I had an interesting day yesterday, not my normal day of being on the Internet. I went to a walk-in clinic with heart flutters. Now if you don’t know what heart flutters are, it’s a feeling your heart is ‘fluttering’ instead of doing its normal beat. First I was surprised at the attention I got when I walked in the clinic. Very good I thought, even though my mind was on my flutters. I was asked if I knew how to use a computer. “I do,” I said, and was told to sign in at a computer in the corner. I answered questions of age, health insurance, my health in general, past and current, allergies, meds taken, etc. Then I was taken to a cubical and hooked up for an electro cardio gram. Doctor came in and read the up down lines on the paper saying, ‘I think you should go to ER.’

“Hospital? Oh no,” I said, hoping to change his mind. But he kept to his decision of a possible heart attack. ‘You’ll go right to ‘Triage area’. (Now this is the Orlando area, big city, and the flu is everywhere, according to papers and TV. Do I want to submit myself to this?) Heart flutters and I drive to the ER two miles away.

 

Once there, I sit waiting among children and older folks who really look ill, not having flutters like me, but eyes half closed, holding stomach, sickness all around me. One woman stands by the sliding glass door entrance behind me, looking bad, so I ask, “Are you all right?” She answers, ‘I feel like I’m going to faint.’ I yell to the woman behind the main desk. “I think you need a wheelchair here, in a hurry,” and point to the woman behind me. The woman behind the desk motions to a man, who brings a wheelchair.

 

‘Next,’ some one at the desk says, and I move forward, answering questions, what are you here for, past history, meds, allergies, while I fluttered away. The woman taking info tries to make me laugh, but I am not in the mood. I remember when I had had similar beats in a small town, and was hooked up to a heart monitor right away. Not here, in the big city. Data is taken, bands are placed on my wrist.  I am then led to another area, blood pressure and temp taken. I read the machine, BP 185/101, pulse 95, umm, that’s high, I think. Snap on stickers are attached to my chest and around it, and I’m told to lie still, while another electro cardio gram is taken. 

 

Next I follow a woman to small room, ‘check point’, where others are in their check point rooms. I hear babies crying, see older folks pushed on stretchers, thinking, they’re really hurting—sad for the very young and the very old. I have maybe another twenty or thirty year to go, if I am lucky, due to my genes, (Mom and Pop).

 

They said a nurse would be in, so there I lay waiting for someone. Nervous, and not to the bathroom since I left home almost two hours ago, I had to go. I made my way down the crowed hall, looking and asking for a bathroom.

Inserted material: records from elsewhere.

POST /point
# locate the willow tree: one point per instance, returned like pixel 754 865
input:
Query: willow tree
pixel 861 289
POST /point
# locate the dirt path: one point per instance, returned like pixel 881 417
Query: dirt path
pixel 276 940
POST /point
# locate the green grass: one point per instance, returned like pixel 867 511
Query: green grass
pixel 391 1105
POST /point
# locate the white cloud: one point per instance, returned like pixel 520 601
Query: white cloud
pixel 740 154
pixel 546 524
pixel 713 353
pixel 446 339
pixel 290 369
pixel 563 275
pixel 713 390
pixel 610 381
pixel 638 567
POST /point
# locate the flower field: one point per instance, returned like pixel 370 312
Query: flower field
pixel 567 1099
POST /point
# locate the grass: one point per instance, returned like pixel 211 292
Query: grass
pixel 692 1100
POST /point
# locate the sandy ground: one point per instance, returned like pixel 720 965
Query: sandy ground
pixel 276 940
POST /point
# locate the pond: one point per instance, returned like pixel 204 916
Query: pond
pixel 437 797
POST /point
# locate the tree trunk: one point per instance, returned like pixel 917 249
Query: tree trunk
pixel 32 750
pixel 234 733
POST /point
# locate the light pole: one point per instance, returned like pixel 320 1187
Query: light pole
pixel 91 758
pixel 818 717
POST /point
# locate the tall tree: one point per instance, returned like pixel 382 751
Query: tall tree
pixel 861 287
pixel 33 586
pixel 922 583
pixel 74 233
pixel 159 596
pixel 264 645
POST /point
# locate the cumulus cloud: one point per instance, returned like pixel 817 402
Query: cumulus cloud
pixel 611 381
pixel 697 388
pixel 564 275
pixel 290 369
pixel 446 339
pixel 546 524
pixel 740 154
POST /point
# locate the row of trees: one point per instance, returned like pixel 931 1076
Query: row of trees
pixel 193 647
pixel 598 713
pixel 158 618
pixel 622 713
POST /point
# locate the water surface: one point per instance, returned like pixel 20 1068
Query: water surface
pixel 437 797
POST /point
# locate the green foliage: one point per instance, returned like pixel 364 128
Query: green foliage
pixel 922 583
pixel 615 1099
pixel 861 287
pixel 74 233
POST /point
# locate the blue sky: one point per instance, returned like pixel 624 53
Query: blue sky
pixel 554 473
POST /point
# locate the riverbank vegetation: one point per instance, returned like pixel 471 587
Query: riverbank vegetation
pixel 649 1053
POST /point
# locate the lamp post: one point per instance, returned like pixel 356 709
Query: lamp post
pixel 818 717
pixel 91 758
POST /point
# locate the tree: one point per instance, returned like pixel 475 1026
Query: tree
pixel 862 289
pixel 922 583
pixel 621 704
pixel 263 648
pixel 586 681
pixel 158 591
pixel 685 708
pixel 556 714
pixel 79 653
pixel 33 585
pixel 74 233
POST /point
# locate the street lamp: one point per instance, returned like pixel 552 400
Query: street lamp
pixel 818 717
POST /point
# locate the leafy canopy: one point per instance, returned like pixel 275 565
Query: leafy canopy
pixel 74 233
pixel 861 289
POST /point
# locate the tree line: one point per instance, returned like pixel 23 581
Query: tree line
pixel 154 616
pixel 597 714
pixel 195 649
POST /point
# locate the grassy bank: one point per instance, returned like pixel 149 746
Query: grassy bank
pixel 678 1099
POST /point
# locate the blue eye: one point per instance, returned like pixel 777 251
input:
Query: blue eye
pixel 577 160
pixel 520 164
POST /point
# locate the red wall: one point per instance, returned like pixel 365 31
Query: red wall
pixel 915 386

The woman behind me at the sliding door, lay on a stretcher in the hall way. “Feel better,” I say as I pass her. ‘You too’, she answers. I notice there’s a camaraderie among ill people. Don’t know what it is, scared, or wonder if we are going to the ‘Big Place’? Something about people feeling ill, in the same boat, needing others’ help.

 

Back in my cubical, I wait, watching traffic in the hallway and people with masks going into the room opposite me, sliding glass doors on that room. Was it the infectious disease room?

 

Almost a half hour later someone comes in, introduces her self as my nurse, then hooks me up to a blood pressure cuff, and stickies on my chest with wires that attach to a monitor behind my stretcher. She takes blood from the back of my hand, (I have small veins, hard for them to find.) I had blood work done a few days ago, cholesterol check. This time, a small tube is left on the needle for an IV feed, if needed.

 

The nurse makes funny talk, I guess because I look scared or concerned. She’s nice, but she isn’t changing the flutters in my heart. She leaves and I wait, having my upper arm crushed every so often by this machine that takes my blood pressure, and a clip on my finger shows how much oxygen is in my system.  

 

A man comes in wanting to take a chest x-ray and we chat about portable machines that fly through the hospitals hall, or where ever. A nice chatty man, and has been doing his job for fifteen years.

 

I lie here, listening to crying and happenings, a man next to my room yelling, then a door slams shut. I wonder why a finger print machine hasn’t been made to hold all our past health records. Wouldn’t it be nice to enter a hospital, place your finger on a plate, and your whole medical history come up, medications, surgeries, allergies, and so forth. It seems to me that, in this day and age, if they could make something similar for elite air travel, why can’t the medical industry design one?

 

An hour or so later a cardiologist comes in, asking more questions. (Too bad no finger print plate, I think.) I’m told the blood came back good, but they need another blood enzyme done in a few hours—six to be exact. It’s one thirty now. “Am I going to stay overnight?” I ask. ‘I don’t think so, it depends on your enzymes. So far so good.’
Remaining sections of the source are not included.